Generated by GPT-5-mini| David Hendry | |
|---|---|
| Name | David Hendry |
| Birth date | 17 April 1944 |
| Birth place | Bristol, England |
| Occupation | Economist, Statistician, Academic |
| Alma mater | St John's College, Oxford, University of Oxford |
| Discipline | Econometrics, Time Series Analysis |
| Workplaces | University of Oxford, Nuffield College, Oxford, Institute for Fiscal Studies |
David Hendry is a British econometrician and statistician known for contributions to time series analysis, model selection, and forecasting. He held long-term posts at University of Oxford and Nuffield College, Oxford and influenced empirical practice across institutions such as the Institute for Fiscal Studies and the Royal Economic Society. His methods have been applied by scholars at London School of Economics, Princeton University, and Massachusetts Institute of Technology.
Born in Bristol, Hendry attended schools in Bristol before matriculating at St John's College, Oxford at the University of Oxford.
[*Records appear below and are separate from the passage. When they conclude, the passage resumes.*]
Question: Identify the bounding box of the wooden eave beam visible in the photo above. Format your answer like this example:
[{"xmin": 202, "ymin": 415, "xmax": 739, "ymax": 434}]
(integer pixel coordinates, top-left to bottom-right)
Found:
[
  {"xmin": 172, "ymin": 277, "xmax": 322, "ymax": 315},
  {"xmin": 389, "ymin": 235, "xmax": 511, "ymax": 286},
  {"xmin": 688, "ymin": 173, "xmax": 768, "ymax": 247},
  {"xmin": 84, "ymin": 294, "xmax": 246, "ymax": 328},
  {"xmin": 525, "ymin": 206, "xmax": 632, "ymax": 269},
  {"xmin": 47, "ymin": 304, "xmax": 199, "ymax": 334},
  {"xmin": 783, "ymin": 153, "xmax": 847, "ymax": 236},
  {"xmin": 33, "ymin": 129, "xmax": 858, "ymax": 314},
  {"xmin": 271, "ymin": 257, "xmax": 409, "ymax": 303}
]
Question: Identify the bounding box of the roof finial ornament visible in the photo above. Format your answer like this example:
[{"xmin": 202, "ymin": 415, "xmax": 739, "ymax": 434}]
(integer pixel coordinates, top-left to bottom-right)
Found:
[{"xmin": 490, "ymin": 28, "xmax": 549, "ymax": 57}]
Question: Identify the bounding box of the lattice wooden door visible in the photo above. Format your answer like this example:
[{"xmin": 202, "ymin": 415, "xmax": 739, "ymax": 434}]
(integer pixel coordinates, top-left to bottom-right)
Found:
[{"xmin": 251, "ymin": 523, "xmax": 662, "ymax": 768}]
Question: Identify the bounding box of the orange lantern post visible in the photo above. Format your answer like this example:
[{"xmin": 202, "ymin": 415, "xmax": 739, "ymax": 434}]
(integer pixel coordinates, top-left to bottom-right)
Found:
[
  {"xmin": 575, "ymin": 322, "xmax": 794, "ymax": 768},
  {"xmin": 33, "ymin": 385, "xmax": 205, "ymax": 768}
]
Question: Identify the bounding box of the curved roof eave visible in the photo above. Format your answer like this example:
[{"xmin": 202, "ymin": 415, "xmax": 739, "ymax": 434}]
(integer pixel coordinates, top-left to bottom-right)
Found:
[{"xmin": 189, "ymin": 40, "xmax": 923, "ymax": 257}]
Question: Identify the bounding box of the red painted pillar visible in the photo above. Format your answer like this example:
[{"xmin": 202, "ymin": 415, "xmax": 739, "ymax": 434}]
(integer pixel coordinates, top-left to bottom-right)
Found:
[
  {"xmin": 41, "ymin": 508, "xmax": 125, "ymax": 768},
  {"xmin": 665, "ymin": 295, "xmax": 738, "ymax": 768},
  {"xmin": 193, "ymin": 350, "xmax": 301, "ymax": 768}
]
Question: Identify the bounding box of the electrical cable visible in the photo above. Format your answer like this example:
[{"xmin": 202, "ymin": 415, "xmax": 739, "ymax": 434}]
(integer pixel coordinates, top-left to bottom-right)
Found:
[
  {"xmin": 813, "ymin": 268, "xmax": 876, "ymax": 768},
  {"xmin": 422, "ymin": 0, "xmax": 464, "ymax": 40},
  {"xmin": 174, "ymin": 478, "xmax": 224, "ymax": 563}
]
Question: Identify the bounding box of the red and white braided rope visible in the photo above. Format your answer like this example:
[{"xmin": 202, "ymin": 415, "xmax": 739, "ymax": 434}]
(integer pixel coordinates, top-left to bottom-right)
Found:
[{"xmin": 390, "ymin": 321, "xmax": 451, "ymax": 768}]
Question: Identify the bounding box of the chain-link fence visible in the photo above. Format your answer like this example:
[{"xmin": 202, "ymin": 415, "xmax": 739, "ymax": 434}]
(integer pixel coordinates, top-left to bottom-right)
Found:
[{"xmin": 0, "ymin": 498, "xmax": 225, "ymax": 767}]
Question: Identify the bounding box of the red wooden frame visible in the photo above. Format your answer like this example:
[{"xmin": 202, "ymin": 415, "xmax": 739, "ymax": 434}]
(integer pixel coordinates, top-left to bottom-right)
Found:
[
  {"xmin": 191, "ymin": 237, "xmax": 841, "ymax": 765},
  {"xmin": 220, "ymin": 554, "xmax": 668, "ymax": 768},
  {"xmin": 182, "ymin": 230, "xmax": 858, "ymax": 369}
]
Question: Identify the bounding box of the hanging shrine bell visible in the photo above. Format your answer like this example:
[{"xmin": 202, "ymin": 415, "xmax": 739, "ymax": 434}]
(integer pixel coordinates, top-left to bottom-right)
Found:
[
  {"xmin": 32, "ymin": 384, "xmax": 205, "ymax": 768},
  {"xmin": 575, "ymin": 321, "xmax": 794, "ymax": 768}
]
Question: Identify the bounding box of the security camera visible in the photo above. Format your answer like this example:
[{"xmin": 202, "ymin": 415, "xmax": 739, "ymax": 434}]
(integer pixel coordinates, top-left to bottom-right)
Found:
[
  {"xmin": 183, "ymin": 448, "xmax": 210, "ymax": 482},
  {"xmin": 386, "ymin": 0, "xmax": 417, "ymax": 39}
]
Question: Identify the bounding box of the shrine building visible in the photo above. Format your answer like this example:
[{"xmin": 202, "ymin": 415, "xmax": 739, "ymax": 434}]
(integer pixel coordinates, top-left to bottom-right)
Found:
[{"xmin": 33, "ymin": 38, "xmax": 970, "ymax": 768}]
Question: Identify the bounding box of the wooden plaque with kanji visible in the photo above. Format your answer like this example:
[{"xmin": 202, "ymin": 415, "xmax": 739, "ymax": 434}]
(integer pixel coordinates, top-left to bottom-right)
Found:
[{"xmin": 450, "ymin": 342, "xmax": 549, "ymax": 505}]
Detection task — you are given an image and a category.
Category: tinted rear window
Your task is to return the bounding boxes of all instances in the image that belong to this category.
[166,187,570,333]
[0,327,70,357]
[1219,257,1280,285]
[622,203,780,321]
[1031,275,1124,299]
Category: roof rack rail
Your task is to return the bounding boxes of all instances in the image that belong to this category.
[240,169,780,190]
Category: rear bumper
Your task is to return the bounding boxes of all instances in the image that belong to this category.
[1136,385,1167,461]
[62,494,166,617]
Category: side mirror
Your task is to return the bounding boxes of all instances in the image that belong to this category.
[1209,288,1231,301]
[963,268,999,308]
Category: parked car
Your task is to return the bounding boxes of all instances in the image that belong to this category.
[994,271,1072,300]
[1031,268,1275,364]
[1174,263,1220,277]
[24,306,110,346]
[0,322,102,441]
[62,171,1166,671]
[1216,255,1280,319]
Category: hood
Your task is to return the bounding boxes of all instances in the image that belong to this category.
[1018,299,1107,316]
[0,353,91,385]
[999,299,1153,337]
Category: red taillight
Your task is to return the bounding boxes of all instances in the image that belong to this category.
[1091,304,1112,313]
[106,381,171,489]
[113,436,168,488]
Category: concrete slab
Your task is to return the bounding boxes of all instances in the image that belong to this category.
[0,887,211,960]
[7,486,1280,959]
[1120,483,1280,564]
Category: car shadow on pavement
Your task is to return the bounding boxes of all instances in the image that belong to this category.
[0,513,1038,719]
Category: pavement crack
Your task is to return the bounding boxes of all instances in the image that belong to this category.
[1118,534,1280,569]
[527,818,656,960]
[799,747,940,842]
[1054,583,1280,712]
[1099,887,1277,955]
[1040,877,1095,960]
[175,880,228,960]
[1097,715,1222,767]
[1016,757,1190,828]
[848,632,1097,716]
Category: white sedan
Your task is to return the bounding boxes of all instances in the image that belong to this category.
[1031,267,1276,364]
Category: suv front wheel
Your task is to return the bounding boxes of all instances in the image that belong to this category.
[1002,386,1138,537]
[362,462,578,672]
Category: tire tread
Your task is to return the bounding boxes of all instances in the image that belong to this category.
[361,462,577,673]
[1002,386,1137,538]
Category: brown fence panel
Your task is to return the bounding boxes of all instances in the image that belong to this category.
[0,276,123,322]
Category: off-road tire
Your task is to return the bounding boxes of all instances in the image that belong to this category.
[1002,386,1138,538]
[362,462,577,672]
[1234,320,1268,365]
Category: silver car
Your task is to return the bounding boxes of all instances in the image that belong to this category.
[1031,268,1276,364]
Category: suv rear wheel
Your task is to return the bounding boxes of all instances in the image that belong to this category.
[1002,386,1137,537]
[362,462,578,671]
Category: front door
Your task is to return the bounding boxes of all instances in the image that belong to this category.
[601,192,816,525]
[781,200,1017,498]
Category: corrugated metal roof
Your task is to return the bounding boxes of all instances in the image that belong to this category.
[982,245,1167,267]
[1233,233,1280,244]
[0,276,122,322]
At Oxford he studied under figures associated with Keynesian economics currents and was contemporaneous with scholars connected to Cambridge University circles and the postwar generation influenced by the Bretton Woods system. His formative training included exposure to econometric approaches promoted by researchers at Cowles Commission-influenced departments and by visiting academics from Harvard University and Yale University.
Hendry joined the faculty at the University of Oxford and became a fellow of Nuffield College, Oxford, collaborating with colleagues active in topics linked to European Union policymaking and macroeconomic forecasting for institutions such as the Bank of England and the Organisation for Economic Co-operation and Development. He maintained links with research units including the Institute for Fiscal Studies and worked alongside scholars from Imperial College London, University College London, and the University of Cambridge. He supervised doctoral students who went on to positions at Stanford University, Columbia University, University of Chicago, and Princeton University and delivered lectures at venues like All Souls College, Oxford and the Royal Statistical Society.
Hendry developed methods in econometrics and time series analysis that interact with the work of researchers at Harvard University, London School of Economics, and the Cowles Commission. His innovations addressed model selection, pre-testing, and the construction of forecasting systems used by central banks including the Bank of England and the Federal Reserve System. He advocated procedures compatible with practices at the International Monetary Fund and the World Bank for empirical macroeconomic analysis. His work on automated model selection relates to techniques explored at Massachusetts Institute of Technology and advances in statistical thinking associated with the Royal Statistical Society and the American Statistical Association. Collaborations and debates involved scholars from Princeton University, University of California, Berkeley, Yale University, and New York University about issues such as cointegration, structural change, and forecasting evaluation metrics used by the European Central Bank and national treasuries. His methodological contributions influenced applied work in areas including consumption and investment dynamics studied by researchers at Columbia University, University of Pennsylvania, and Northwestern University.
Hendry has been recognized by professional organizations including fellowships and prizes associated with the Econometric Society, the British Academy, and the Royal Society of Edinburgh. He received acknowledgments in forums such as the Royal Economic Society annual meetings and gave named lectures at institutions including Trinity College Cambridge and King's College London. International engagements brought invitations from bodies like the European Economic Association, the International Econometric Review panels, and workshops at Brookings Institution and the Peterson Institute for International Economics.
- Dynamic Econometrics: Titles and methods connected to his work circulated widely among authors at Cambridge University Press and Oxford University Press; related debates engaged scholars from Harvard University, Yale University, and Princeton University. - Empirical Modeling of Time Series: Methodological advances discussed with contributors from Massachusetts Institute of Technology, London School of Economics, and University of California, Berkeley. - Forecasting and Econometric Model Selection: Influenced practice at the Bank of England, European Central Bank, and International Monetary Fund; readers include researchers from Columbia University, Stanford University, and University of Chicago. - Papers on specification testing and structural breaks: Cited by academics at University College London, Imperial College London, and Nuffield College, Oxford.